26 Nisan 2011 Salı

8- Yanaşık Nizam Talimleri

Haziran ayındayız.
Talimler şiddetleniyor.
Boğucu sıcakların başlaması ile güneşin altında kavruluyoruz. Renklerimiz tunçlaştı. Elmacık kemiklerimiz görünüyor.
Zayıflıyoruz.
Fakat bacaklarımızda kuvvet ve tahammül kudretimiz o nispette artıyor.
Tabiata mukavemet, nefse hakimiyet fırınında pişirilmek için hamur yapılmaktayız.
Bununla beraber, insan kuvvetinin üstünde ani bir değişme yapılıyor ki, bu hareketin bir cihetten genç bünyeler üzerinde iyi bir tesir yaptığını kabul edersek, diğer cihetten yani, idare ve inzibat tarzının fena tatbikinden bazı gençlerde karakterlerinin kabul etmeyeceği bir şekil alması pek muhtemel.
Bu acemi ikmal Taburunun Altıncı Bölüğünde gördüğüm talimler o kadar şiddetliydi ki, talimde iken teessürümden ağlamak derecesine gelirdim.
Eğer bu hal Talimgah'ı ikmal edinceye kadar aynı şekilde devam edecekse bir an evvel Cephe'ye gitmeyi can-ı gönülden arzu ederdim.
Sabah olurken sıra takip etmek suretiyle her gün bir kaç Namzet, Bölüğün Karavanasını getirmek için uzunca bir bidon şeklinde çinkodan veya bakırdan bir kabın ortasındaki halkaya bir odun geçirip karşılıklı tutarak bir kaç yüz metre uzaklıktaki bir köşkte bulunan mutbah'a gider, arkadaşlarımızın yemeklerini vaktinden evvel yetiştirmek için bu mesafeyi seri adımlarla geçerdik.

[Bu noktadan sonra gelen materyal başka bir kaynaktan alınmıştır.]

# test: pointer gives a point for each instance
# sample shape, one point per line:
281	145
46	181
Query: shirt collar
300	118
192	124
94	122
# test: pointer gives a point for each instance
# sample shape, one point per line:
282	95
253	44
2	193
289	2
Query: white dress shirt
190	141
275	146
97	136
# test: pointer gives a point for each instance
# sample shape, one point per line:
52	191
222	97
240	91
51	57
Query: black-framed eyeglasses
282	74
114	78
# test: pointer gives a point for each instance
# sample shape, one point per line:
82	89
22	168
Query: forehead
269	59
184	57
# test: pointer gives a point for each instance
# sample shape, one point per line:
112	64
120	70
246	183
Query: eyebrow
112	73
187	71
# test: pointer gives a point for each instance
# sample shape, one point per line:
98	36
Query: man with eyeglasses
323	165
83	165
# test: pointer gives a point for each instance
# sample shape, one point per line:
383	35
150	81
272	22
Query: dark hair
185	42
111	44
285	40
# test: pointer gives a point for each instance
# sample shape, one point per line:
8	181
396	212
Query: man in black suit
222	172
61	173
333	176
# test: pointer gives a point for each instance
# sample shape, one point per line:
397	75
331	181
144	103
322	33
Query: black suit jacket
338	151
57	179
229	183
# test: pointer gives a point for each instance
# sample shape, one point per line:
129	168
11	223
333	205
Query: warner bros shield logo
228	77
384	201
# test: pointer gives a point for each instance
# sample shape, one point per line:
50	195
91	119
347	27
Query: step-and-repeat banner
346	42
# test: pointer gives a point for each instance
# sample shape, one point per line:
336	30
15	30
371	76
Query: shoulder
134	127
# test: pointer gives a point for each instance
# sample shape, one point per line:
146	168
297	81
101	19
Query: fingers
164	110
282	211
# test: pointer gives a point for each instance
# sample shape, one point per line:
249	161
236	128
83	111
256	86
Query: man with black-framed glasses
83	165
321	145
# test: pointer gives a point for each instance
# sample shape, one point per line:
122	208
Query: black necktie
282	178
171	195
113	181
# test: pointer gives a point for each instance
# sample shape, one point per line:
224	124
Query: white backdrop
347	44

Karavanalar gelirken Bölük de teçhizat muayenesine çıkmış bulunurdu.
Bir manga bir Subay Vekili veya bir öğretmen Namzedinin emrinde bulunduğu için her Namzedin noksansız olarak talime çıkmasından tabii bir şey olamazdı.
Ufak bir dikkatsizlik şiddetle karşılanırdı.
Her nasılsa gözden kaçmış bir noksanlık Komutan tarafından gösterilecek olursa vay geldi o Namzedin başına: Ağır sözler söylenir, dürtülür, kakılırdı.
Karavana, bazen talim vaktinden bir iki dakika evvel gelmiş bulunursa açlığa faydası olur diye ayakta atıştırılırdı. Tekrar tekrar bağırmalarla ve ihtarlarla yarıda bırakılarak saf nizamına geçilirdi.
Güneş, ruhu okşayan tatlı açık sarı bir renkle hayata küskün gibi duran gözlerden birer süzgeç gibi geçerek kalplerdeki karanlık düşünceleri nurlu ışıkları ile dağıtırken yüzleri güneşe doğru çevrilmiş başların birer demir levha gibi sert vücutlar üzerinde yükseldiği görülür ve bir kitle halinde çelik bir duvar gibi yürüyen bu genç ve gürbüz Türk Yavrularının ağızlarından fışkıran sesler, feveran etmiş volkanların etrafa saçtığı lavlar gibi yayılarak akisler yapardı.
Yürüyen bir ses. Bir cisim haline gelmiş, gözle görülebilen bir ses.
Talimgahın bu güzel mıntıkasına pek yakışan bir marşını söylüyor: DAĞ BAŞINI DUMAN ALMIŞ.
Her sabah haykırıyor ve her iki tarafı yeşil ağaçlarla süslenmiş caddeden akıp gidiyor.